The Dodgers, inevitably, have been linked to all of them, even if most of the links have simply been in the vein of, "The Dodgers have a lot of Japanese players; it makes sense that they would get more."
Anthony Castrovince of MLB.com, however, is unconvinced it's as inevitable as some might think. One of his "bold predictions" for the offseason is the Dodgers getting none of the available Japanese free agents.
He cites the rest of baseball's desire to move more into the Japanese market and predicts Murakami will go to the Yankees (who he's already been connected to), Imai will go to the Cubs (he's already said he wants nothing more than to beat the Dodgers), and Okamoto will go to the...Pirates? Okay, that one's a little harder to believe.

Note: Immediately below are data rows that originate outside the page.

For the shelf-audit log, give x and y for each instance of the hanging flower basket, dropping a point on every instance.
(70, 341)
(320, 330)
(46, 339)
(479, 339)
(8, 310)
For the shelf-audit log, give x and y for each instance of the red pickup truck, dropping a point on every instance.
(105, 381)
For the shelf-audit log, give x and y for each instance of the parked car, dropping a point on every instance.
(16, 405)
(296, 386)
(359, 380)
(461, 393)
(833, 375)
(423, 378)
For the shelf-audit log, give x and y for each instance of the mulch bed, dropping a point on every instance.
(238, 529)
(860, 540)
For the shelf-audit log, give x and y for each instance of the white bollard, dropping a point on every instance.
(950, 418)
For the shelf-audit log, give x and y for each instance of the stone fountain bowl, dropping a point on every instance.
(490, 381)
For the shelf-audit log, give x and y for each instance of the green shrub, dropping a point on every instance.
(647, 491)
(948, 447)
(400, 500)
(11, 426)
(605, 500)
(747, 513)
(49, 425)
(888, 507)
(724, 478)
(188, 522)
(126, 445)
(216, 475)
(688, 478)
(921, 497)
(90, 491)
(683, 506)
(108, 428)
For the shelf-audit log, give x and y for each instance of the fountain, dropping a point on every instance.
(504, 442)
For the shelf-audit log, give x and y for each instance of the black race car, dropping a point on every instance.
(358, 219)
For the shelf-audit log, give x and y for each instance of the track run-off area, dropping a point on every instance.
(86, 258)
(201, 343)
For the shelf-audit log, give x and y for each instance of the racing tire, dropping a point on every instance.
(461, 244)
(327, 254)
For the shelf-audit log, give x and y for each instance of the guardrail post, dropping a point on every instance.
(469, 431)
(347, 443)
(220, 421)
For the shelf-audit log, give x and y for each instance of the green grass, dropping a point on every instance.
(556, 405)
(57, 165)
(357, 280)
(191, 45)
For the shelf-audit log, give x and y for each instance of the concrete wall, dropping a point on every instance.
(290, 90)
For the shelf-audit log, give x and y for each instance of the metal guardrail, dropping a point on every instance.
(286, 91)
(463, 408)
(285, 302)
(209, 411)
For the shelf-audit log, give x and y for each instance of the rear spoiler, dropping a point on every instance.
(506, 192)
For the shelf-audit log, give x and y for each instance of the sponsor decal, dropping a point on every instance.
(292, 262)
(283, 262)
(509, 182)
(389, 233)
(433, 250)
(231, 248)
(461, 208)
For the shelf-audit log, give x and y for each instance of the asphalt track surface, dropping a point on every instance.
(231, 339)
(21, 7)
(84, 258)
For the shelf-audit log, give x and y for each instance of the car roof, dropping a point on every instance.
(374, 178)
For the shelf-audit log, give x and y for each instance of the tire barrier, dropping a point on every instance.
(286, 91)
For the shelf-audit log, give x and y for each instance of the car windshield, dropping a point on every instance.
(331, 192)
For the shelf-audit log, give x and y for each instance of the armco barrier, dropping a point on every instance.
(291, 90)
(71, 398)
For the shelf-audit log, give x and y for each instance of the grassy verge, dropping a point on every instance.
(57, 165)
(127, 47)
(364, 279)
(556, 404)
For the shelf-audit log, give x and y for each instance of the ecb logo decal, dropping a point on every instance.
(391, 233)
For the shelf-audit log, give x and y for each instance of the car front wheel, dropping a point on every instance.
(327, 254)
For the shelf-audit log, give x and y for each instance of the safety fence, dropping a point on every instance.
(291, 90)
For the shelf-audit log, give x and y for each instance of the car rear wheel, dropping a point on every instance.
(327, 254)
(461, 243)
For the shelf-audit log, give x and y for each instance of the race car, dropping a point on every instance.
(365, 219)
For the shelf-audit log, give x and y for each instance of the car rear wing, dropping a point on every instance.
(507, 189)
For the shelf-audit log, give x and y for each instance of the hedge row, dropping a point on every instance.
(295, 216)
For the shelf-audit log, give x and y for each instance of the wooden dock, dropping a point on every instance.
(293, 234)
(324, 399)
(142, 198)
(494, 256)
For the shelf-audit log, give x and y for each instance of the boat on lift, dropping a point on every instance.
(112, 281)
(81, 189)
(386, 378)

While Castrovince's exact landing spots could turn out to be a little off the mark, the Dodgers not signing any of Murakami, Okamoto, Imai, and Takahashi isn't totally unbelievable.

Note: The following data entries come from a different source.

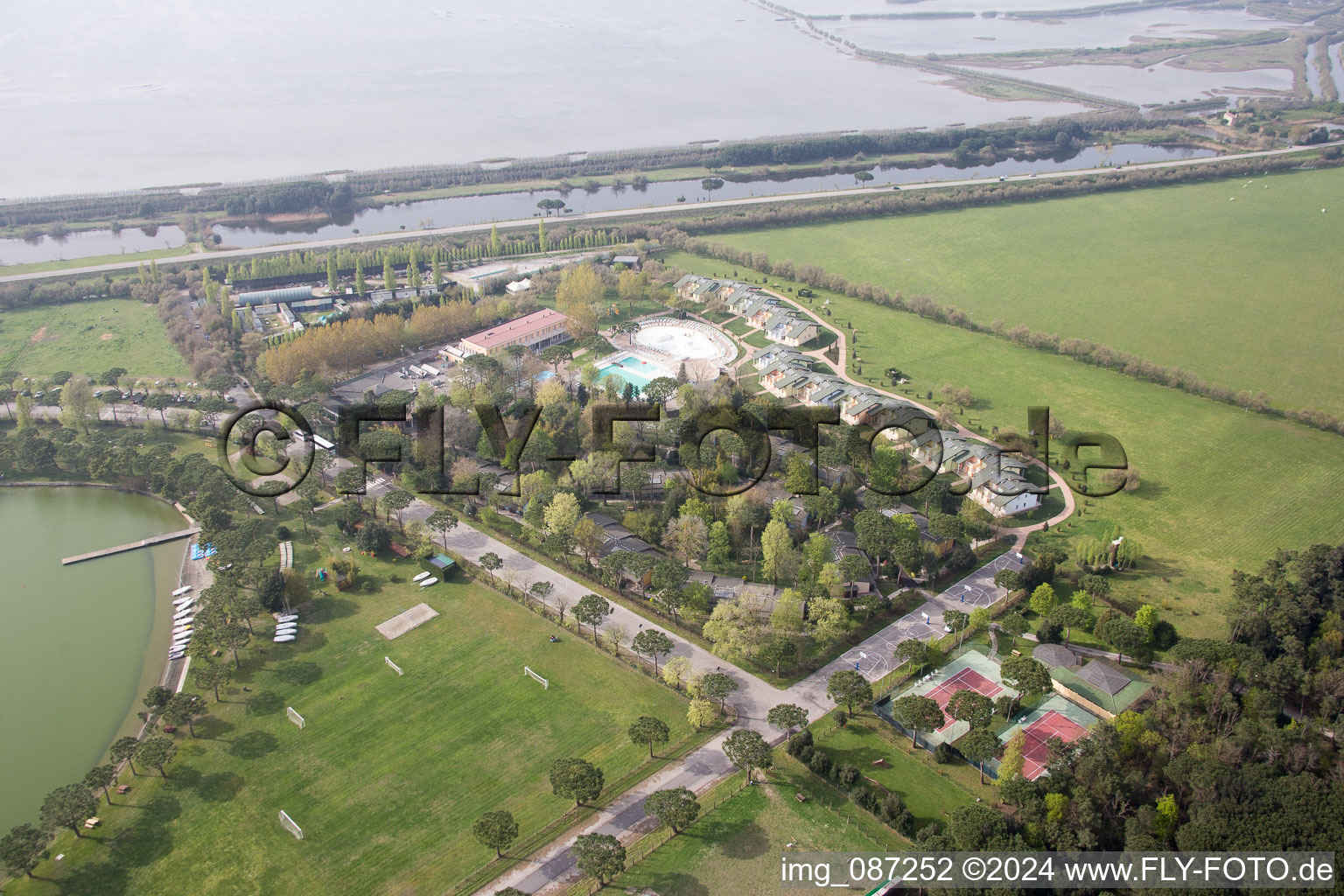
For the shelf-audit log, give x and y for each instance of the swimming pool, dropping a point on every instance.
(634, 369)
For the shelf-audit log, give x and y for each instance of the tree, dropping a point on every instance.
(776, 549)
(848, 687)
(101, 778)
(675, 808)
(77, 404)
(746, 748)
(396, 500)
(977, 746)
(647, 730)
(593, 610)
(1068, 615)
(701, 712)
(1124, 634)
(156, 699)
(1026, 675)
(956, 620)
(788, 718)
(779, 649)
(69, 806)
(495, 830)
(22, 848)
(1015, 625)
(156, 751)
(687, 537)
(917, 712)
(914, 652)
(675, 670)
(718, 685)
(602, 856)
(562, 512)
(652, 644)
(576, 780)
(970, 707)
(122, 750)
(210, 675)
(1013, 760)
(1043, 599)
(183, 708)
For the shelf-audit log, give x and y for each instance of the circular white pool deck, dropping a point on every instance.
(686, 340)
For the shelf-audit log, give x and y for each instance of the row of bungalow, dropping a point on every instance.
(998, 482)
(780, 321)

MLB.com predicts the Dodgers won't sign any of the major Japanese free agents this offseason
The reasoning, beyond the rest of the league's goal to be more desirable to top talent coming over from Japan, is pretty simple: the Dodgers don't have room for any of these players.
You could maybe make an argument for Murakami and Okamoto, both position players, but signing one or both of them would mean significantly less playing time for either Freddie Freeman or Max Muncy. Freeman is expected to get more regular days off and Muncy's only making $10 million, but it's hard to believe that the Dodgers would pay two free agents top dollar only to stick them in bench or platoon roles for a year.
The rotation is full, and it's the best in baseball, so that counts Imai out — even if he wasn't already so adamant that he doesn't want to play for the Dodgers. LA already has three starters on the outside looking in (Emmet Sheehan, River Ryan, and Gavin Stone), and they could elevate any one of them as a sixth starter.
The Dodgers should never been counted out, but we wouldn't be surprised if this particular prediction actually comes true.